Quellen des Innenministeriums, die von der russischen Nachrichtenagentur RIA zitiert wurden, sagten, dass eine Bombe in einer Statue versteckt war, die Tatarsky in einer Kiste als Geschenk überreicht wurde. Einer Website aus St. Petersburg zufolge ereignete sich die Explosion in einem Café, das einst Jewgeni Prigoschin gehört hatte, dem Gründer der Wagner-Privatarmee, die in der Ukraine für Russland kämpft. Mindestens 16 Menschen wurden bei dem Vorfall verletzt.
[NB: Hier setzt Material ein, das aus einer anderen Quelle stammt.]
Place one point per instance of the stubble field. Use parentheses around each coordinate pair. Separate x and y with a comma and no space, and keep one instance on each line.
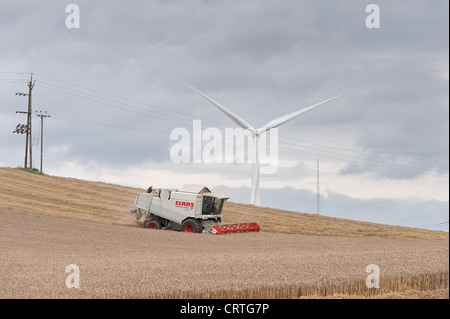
(47,223)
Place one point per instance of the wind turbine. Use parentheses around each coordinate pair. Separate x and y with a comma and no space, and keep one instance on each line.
(256,132)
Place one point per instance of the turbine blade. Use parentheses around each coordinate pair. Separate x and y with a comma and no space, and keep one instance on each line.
(290,116)
(236,119)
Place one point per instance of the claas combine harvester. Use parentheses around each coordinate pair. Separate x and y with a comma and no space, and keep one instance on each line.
(191,209)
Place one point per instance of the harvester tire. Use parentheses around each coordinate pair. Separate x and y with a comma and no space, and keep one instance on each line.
(154,224)
(191,226)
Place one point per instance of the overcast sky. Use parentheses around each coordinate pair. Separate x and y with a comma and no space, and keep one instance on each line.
(112,91)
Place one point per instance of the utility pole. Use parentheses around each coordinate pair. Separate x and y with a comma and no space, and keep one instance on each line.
(42,115)
(318,189)
(28,141)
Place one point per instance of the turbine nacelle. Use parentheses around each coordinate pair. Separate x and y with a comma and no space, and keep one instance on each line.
(256,133)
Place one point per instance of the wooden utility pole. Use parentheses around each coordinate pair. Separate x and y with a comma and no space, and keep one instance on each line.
(27,127)
(30,88)
(42,115)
Militärblogger hatten in der Vergangenheit Kreml-Chef Putin öffenlich kritisiert Aus Sicht russischer Militärblogger müssten Moskaus Streitkräfte Bachmut und Awdijiwka einnehmen, um auf die im April erwartete Frühjahrsoffensive der ukrainischen Streitkräfte vorbereitet zu sein. Die Blogger kritisierten die Militärführung in Moskau zuletzt wieder schärfer. Der neu gegründete nationalistische "Klub wütender Patrioten" in Russland kritisierte in einem Video die korrupte Militärführung und die Elite des Landes. "Ich habe keine Angst zu sagen, dass wir uns auf eine militärische Niederlage zubewegen", sagte der frühere russische Geheimdienstoffizier Igor Girkin darin. "Wir sind in einen langwierigen Krieg geraten, auf den unsere Wirtschaft völlig unvorbereitet war."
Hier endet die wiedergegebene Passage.